Parker pointed at the two-way radio under the dashboard. “If you’re not back in twenty minutes, Sparks calls you, is that it?”
“And if I don’t answer,” Stegman answered, “he calls every other car I’ve got. How come you know about Sidney?”
“I was with the girl. Lynn Parker.”
Stegman glanced at him, then back at the traffic. “You know a lot. How come I don’t recognize you?”
“I just got in town. Watch your driving, there’s a lot of kids.”
“I know how to drive.”
“Maybe we better wait till we get to this beach.”
Stegman shrugged.
They drove nine blocks down Rockaway Parkway, then through an underpass under the Belt Parkway and around a circle to a broad cobblestone pier sticking out into Jamaica Bay.
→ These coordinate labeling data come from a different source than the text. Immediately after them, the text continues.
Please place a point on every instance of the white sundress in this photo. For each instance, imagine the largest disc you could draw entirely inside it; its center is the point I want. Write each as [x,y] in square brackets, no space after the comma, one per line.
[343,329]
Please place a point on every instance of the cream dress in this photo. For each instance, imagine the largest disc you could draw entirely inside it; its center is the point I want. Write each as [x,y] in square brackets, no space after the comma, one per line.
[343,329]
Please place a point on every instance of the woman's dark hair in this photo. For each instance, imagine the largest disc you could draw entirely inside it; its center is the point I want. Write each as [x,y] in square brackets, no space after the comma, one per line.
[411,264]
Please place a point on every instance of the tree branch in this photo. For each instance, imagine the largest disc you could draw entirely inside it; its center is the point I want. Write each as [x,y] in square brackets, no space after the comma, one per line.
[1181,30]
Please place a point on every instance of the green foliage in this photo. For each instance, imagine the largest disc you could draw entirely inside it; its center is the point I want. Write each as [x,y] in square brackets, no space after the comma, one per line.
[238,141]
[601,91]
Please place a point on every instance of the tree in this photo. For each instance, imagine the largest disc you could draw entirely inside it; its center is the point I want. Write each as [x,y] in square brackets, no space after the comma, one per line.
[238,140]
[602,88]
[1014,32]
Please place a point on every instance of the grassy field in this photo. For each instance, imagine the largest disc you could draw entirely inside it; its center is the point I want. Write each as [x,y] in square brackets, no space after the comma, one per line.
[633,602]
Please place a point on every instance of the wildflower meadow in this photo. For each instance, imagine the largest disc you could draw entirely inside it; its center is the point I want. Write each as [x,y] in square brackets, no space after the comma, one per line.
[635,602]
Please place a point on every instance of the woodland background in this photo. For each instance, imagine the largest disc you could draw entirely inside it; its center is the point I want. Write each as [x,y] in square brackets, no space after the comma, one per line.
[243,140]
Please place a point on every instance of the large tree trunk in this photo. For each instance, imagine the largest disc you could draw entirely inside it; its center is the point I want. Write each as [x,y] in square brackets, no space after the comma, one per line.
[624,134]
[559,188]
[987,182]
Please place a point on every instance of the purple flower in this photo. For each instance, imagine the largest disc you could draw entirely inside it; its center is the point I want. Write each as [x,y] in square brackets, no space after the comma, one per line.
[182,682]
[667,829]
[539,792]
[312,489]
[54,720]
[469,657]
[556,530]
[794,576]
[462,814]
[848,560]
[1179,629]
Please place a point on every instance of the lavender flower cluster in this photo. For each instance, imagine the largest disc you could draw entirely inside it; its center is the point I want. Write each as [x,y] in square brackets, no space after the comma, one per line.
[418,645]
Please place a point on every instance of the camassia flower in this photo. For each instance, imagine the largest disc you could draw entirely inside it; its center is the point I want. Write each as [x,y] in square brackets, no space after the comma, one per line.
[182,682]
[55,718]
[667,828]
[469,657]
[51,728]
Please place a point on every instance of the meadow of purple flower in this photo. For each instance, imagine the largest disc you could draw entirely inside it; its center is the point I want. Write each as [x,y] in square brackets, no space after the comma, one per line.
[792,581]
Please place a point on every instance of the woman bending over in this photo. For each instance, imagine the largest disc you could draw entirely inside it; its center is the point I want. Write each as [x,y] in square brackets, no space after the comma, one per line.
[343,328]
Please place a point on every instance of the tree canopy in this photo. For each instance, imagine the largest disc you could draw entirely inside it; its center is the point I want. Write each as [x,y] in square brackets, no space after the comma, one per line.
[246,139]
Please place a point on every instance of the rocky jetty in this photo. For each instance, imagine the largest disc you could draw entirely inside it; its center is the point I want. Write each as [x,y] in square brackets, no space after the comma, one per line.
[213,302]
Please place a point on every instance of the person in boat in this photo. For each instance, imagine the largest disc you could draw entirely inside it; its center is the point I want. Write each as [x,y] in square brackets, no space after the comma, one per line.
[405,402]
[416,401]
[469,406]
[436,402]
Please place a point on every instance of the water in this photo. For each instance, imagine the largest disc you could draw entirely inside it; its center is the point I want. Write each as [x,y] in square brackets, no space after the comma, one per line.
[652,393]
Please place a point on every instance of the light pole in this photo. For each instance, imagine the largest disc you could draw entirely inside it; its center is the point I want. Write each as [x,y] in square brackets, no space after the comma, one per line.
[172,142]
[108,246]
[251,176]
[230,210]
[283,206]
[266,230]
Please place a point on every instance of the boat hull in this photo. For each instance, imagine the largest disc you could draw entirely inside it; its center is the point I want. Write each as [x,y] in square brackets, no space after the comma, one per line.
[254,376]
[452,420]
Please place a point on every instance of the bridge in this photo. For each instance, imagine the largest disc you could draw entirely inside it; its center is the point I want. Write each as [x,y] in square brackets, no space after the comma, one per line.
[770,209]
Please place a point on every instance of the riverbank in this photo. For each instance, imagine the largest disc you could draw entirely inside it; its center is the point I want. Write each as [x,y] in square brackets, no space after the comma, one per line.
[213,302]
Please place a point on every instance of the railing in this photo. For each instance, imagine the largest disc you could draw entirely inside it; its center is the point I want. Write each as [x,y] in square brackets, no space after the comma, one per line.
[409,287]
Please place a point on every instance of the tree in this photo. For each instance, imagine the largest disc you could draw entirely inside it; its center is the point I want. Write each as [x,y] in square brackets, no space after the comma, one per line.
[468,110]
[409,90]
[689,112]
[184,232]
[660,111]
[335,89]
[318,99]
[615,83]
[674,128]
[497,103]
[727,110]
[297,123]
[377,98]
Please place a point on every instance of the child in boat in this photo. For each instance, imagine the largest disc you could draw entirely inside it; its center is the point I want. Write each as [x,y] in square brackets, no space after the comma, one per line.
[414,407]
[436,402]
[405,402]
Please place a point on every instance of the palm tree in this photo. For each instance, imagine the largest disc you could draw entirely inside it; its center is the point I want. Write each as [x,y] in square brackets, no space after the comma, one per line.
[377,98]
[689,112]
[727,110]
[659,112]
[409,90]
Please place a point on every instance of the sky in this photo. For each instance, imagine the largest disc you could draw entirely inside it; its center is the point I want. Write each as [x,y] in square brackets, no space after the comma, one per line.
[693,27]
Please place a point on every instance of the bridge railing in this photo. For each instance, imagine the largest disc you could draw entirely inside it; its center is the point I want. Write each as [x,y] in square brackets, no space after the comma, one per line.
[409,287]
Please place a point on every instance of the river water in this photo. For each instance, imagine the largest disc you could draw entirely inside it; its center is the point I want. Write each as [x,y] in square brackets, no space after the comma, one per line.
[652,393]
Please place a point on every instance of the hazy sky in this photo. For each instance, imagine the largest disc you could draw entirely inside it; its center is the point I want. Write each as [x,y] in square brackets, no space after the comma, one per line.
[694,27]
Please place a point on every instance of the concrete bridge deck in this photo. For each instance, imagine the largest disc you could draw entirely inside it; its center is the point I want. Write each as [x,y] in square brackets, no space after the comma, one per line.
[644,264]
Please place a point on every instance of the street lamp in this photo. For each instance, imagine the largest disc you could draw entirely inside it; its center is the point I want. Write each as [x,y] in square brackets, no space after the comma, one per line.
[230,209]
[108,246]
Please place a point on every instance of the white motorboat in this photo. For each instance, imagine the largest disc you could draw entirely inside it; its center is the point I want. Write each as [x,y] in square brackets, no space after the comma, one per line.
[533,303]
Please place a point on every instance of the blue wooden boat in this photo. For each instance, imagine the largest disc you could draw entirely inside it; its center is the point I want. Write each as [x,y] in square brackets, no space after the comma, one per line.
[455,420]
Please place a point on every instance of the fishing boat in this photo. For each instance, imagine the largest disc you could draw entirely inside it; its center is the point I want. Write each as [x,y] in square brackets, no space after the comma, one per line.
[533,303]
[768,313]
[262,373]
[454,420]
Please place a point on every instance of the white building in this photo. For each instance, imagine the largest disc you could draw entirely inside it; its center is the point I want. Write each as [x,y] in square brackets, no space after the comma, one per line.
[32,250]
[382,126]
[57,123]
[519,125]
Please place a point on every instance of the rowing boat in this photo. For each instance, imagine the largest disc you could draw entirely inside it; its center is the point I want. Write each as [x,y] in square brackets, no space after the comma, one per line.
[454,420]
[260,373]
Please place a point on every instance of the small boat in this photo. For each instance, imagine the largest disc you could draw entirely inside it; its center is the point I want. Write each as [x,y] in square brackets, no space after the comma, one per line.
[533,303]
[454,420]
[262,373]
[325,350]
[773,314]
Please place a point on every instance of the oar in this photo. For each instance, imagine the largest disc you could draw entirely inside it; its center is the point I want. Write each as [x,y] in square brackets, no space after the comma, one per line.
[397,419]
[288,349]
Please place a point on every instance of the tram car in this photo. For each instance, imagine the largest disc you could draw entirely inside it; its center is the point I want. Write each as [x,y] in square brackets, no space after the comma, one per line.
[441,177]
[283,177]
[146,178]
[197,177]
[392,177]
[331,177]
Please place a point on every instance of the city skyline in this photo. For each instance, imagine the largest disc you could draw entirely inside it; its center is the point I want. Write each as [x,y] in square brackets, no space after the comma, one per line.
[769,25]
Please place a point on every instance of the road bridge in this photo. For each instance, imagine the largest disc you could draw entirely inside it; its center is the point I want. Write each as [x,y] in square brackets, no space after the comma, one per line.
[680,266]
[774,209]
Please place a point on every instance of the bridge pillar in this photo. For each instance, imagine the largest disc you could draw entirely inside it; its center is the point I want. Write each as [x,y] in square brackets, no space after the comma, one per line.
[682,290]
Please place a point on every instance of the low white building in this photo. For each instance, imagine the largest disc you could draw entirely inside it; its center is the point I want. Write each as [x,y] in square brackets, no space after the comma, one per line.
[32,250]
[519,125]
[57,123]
There were a couple of Parks Department — type buildings out at the far end of the pier. The rest was parking lot, with a few small skinny trees, the whole surrounded by a railed concrete walk and benches.
Stegman stopped in the parking lot, which was almost empty. “The Bay’s polluted,” he said. “There’s no swimming here. Kids come here at night and neck, that’s all.” He shifted in the seat, facing Parker, and said, “Now what’s this about Sidney? He wouldn’t dare run off with the dough.”
“He didn’t.” Parker took the envelope out of his pocket and dropped it on top of the dashboard. “I took it away from him.”
Stegman’s hand reached toward the radio switch. “What the hell is this? What are you up to?”
“Touch that switch and I’ll break your arm.”
Stegman’s hand stopped.
Parker nodded. “I’m looking for Mal Resnick,” he said. “You’re going to tell me where he is.”
“No. Even if I knew, the answer would still be no.”
“You’ll tell me. I want to tell him he doesn’t have to pay her off any more.”
“Why not?”
“She’s dead. So is your fat pansy. You can be dead, too, if you want.”